Stephen A. Smith has spent decades building one of the loudest and most recognizable voices in sports media. But 2026, by his own account, has been one of the hardest stretches of his career and his public life. The ESPN personality is not hiding from that reality anymore.
Smith, a central figure on the long-running sports debate program First Take, has faced mounting criticism from multiple directions this year. His increasing involvement in political commentary and his willingness to weigh in on social and economic issues have made him a target from both sides of the conversation. Within the Black community in particular, the scrutiny has intensified, and a very public moment at a Netflix roast recently brought all of it to a head.
The Kevin Hart moment that landed differently
During Kevin Hart’s Netflix roast special, Hart placed Smith on a list he framed as a cultural commentary. The inclusion stung Smith not because of the roast format itself but because of who was delivering the line. Smith and Hart had a relationship, or at least Smith believed they did, and being singled out by someone he considered a familiar face in his world felt like a different kind of criticism than what comes from strangers online.
Smith made clear that the joke’s content was not the issue. What troubled him was its source. For someone who has consistently maintained that his positions come from a place of genuine advocacy for his community, being publicly grouped with figures widely criticized for racially insensitive behavior by someone from within that same community was a different kind of wound.
A year of pressure from every direction
Smith has been candid about the professional and personal toll of the past several months. He acknowledged that securing his financial future at both ESPN and SiriusXM represented a level of success he had not fully anticipated. But alongside those achievements has come a level of public backlash that has been difficult to absorb.
He described feeling targeted by political forces that he believes have actively sought to limit his platform and his voice, despite what he characterizes as a lifelong alignment with Democratic values and consistent support for progressive causes.

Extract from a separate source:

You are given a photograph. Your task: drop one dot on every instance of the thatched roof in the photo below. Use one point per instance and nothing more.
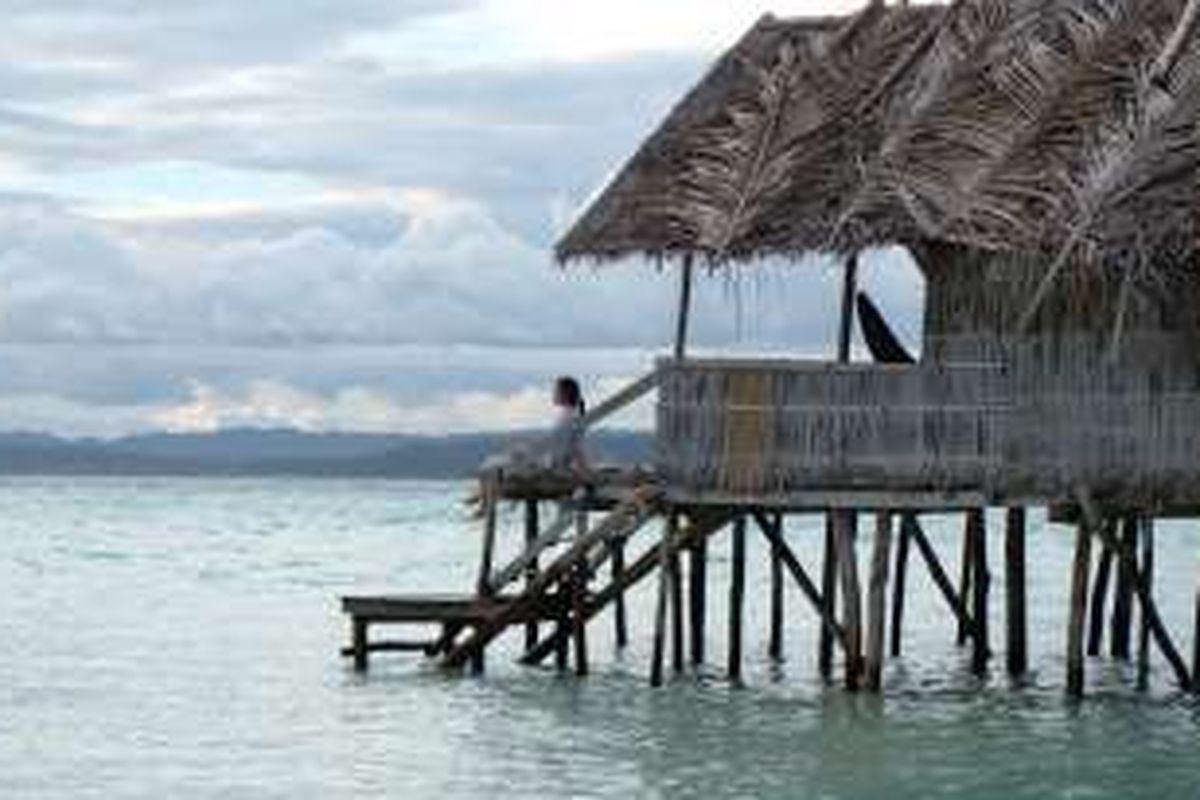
(1027, 125)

The disconnect between how he sees himself and how he is being portrayed publicly has clearly taken a toll.
Smith has spent years presenting himself as a fighter for his community, someone whose career has been built on amplifying voices and speaking uncomfortable truths in spaces that did not always welcome them. Watching that identity be challenged, by strangers and by people he knows, has made this an unusually draining chapter.
What comes next for Smith
Smith is not someone who typically retreats from controversy. His entire brand is built on engaging directly, saying what others will not and standing by his positions even when the response is hostile. That instinct has not disappeared.
But there is something different in how he is talking about this period. The acknowledgment that it has been genuinely hard, that the criticism has found its way past the armor, suggests a man who is recalibrating without necessarily knowing yet what that looks like on the other side.
His platform remains enormous. His voice remains one of the most prominent in sports media. But the ease with which he once seemed to absorb attacks appears, at least for now, to have given way to something more human and considerably more vulnerable.
Whether that vulnerability translates into a shift in how Smith engages with the cultural and political debates he has waded into remains to be seen. For the moment, he is simply being honest about where he stands, and where he stands is somewhere more complicated than his public persona has traditionally let on.